Open questions raised
- Q73 candidate. Are TREM2 expression or SYK phosphorylation levels altered in FM patient PBMCs or post-mortem brain tissue? Tractable: serum sTREM2 by ELISA in stored Seefried 2025 or Krock 2023 cohort; PBMC monocyte SYK-phosphorylation by flow cytometry if fresh-blood collection.

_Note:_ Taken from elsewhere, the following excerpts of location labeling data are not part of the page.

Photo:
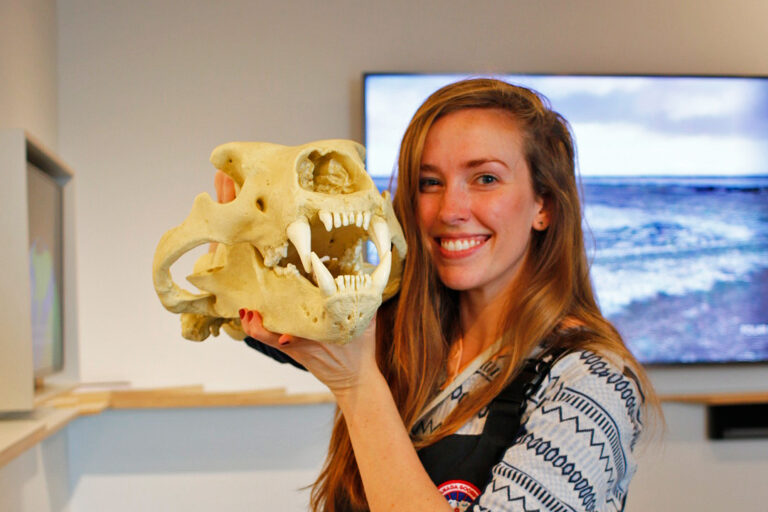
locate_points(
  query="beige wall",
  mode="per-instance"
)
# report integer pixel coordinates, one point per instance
(28, 75)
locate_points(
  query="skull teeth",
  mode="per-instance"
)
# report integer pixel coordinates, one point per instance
(322, 276)
(381, 274)
(300, 235)
(339, 219)
(357, 282)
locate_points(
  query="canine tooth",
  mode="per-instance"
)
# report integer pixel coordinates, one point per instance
(381, 274)
(326, 218)
(300, 236)
(322, 276)
(380, 234)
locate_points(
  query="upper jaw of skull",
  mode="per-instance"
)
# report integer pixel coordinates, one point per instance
(326, 246)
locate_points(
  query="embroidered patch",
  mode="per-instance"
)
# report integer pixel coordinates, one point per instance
(460, 494)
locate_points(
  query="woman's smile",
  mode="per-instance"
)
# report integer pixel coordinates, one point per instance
(460, 246)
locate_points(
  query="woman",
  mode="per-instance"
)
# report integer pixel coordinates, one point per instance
(492, 378)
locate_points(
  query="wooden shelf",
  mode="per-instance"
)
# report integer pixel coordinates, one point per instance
(22, 431)
(90, 402)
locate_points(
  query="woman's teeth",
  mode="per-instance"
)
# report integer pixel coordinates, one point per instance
(459, 244)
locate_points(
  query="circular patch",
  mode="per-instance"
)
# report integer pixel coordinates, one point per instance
(460, 494)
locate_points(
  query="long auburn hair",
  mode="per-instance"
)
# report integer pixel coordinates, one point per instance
(415, 329)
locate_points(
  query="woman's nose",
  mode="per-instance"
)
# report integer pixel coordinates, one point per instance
(455, 205)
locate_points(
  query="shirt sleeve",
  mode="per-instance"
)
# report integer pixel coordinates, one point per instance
(575, 448)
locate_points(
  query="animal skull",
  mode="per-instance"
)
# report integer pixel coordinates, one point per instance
(290, 245)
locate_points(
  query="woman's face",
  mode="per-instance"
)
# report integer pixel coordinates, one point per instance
(476, 205)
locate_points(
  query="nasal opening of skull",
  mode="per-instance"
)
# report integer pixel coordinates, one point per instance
(328, 173)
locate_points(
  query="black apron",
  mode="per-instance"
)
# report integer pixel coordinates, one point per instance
(460, 465)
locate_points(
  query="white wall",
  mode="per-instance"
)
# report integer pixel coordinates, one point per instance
(28, 78)
(148, 88)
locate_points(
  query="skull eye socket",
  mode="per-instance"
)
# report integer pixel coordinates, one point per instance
(327, 173)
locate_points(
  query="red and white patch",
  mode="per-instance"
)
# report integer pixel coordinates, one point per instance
(460, 494)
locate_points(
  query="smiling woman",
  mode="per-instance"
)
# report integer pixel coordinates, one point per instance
(476, 204)
(492, 380)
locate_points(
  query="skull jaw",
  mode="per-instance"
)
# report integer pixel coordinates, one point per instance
(290, 304)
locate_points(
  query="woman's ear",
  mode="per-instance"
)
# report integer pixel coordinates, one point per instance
(541, 219)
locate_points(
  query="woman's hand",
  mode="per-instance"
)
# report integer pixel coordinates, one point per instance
(343, 368)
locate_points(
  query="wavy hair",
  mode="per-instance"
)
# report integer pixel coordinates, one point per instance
(552, 289)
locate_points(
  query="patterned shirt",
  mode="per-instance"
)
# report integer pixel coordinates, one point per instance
(574, 451)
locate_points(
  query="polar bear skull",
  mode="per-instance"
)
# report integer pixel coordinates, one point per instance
(290, 245)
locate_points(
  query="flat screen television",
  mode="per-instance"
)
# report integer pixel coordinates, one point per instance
(674, 179)
(46, 255)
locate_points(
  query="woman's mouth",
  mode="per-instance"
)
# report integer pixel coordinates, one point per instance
(457, 247)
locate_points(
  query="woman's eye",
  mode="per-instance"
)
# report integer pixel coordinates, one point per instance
(427, 183)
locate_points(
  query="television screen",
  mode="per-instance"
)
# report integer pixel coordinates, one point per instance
(674, 174)
(45, 270)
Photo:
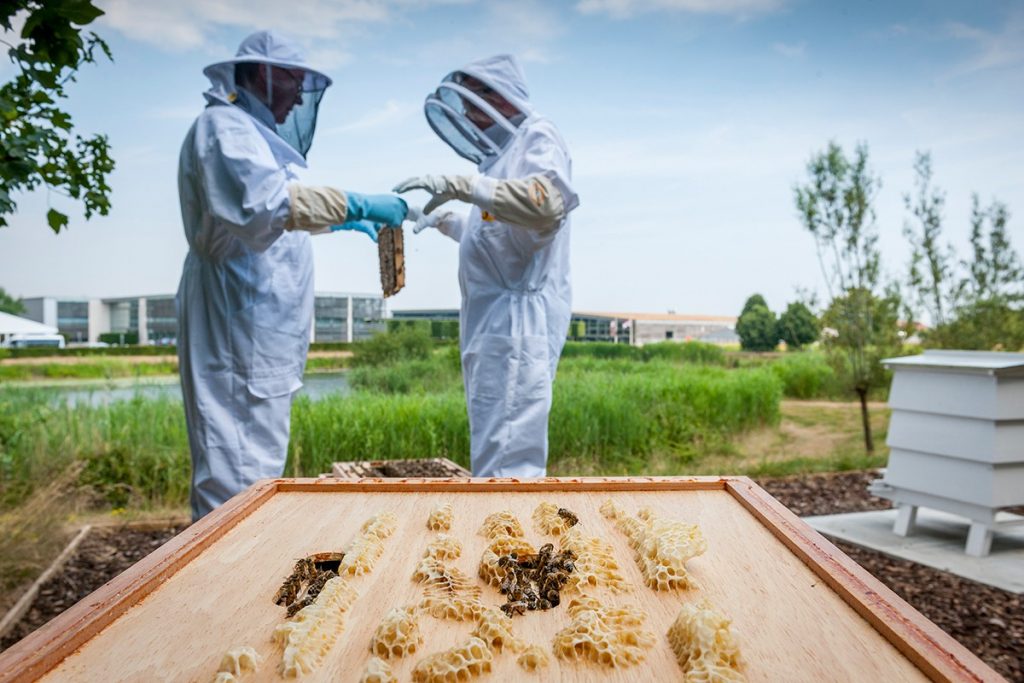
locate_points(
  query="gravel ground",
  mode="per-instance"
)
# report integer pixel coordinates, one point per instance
(987, 621)
(102, 555)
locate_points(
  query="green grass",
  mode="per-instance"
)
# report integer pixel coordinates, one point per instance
(806, 375)
(97, 369)
(135, 453)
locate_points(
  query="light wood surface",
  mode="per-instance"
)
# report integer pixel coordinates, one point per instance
(802, 609)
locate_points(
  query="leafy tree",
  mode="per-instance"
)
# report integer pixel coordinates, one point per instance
(752, 302)
(798, 326)
(995, 272)
(9, 304)
(972, 303)
(757, 328)
(932, 276)
(38, 143)
(836, 207)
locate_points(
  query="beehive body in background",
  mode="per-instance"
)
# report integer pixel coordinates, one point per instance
(955, 438)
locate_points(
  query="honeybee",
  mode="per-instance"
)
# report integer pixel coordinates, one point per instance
(568, 516)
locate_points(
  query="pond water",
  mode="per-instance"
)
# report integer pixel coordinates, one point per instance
(315, 386)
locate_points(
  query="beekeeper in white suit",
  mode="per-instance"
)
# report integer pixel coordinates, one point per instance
(513, 257)
(246, 297)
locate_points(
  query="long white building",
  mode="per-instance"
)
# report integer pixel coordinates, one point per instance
(339, 316)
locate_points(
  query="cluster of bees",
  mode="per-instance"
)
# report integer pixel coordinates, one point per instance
(535, 581)
(306, 581)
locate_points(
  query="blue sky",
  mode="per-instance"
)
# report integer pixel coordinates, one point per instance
(689, 123)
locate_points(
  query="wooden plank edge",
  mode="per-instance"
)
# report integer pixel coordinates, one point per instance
(937, 653)
(15, 613)
(480, 484)
(41, 651)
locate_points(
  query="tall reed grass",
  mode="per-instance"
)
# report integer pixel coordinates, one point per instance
(135, 453)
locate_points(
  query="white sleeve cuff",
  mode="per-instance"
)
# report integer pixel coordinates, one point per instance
(483, 191)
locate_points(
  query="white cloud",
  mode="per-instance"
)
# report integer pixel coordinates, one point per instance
(392, 113)
(794, 50)
(995, 49)
(186, 25)
(176, 113)
(624, 8)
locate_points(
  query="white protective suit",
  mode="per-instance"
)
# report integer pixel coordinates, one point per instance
(516, 298)
(246, 298)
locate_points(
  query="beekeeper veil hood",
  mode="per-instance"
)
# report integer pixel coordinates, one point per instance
(477, 109)
(270, 79)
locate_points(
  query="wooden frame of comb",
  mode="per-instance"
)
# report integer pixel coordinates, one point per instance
(391, 252)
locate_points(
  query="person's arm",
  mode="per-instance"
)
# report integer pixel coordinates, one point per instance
(250, 194)
(315, 208)
(535, 202)
(539, 201)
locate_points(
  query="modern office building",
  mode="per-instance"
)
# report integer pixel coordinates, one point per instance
(339, 316)
(625, 328)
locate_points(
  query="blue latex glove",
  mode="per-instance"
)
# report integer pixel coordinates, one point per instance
(387, 209)
(368, 226)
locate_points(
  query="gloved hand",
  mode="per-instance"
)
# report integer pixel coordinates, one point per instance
(442, 188)
(387, 209)
(367, 226)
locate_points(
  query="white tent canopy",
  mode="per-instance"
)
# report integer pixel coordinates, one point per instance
(12, 325)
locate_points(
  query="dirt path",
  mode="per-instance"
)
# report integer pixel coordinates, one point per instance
(847, 404)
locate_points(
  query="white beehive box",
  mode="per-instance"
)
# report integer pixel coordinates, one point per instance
(955, 438)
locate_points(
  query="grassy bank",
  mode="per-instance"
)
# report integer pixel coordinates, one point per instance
(92, 369)
(135, 453)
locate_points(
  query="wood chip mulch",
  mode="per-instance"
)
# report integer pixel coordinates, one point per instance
(985, 620)
(102, 555)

- Q74 candidate. Does fostamatinib (or another SYK inhibitor) attenuate central-sensitization or microglial activation in FM animal models? Tractable in the Dahl SS rat FAM-index platform (Ferrari 2026) — already validated for predictive validity against FM analog model.
- Does the FMT-reverses-pathology finding in AD mice generalize to FM? Martín Pérez 2024 systematic review showed FMT reduces FM symptoms but didn't measure TREM2/SYK/NF-κB markers. Combined-design BASIS-FM Stage 2 candidate: FMT + serial cf-mtDNA + sTREM2 + LPS/sCD14 measurement.
- Is the TREM2-downregulation phenotype reversible by direct TREM2 agonists (clinical-stage in AD: AL002, AL003) — and would TREM2 agonism be additive vs SYK antagonism in microglial M1 modulation?
- Does the chronic-stress P2X7-cGAS-STING entry to H1's amplifier (He 2026) intersect with the SYK pathway, or do they converge independently on NF-κB?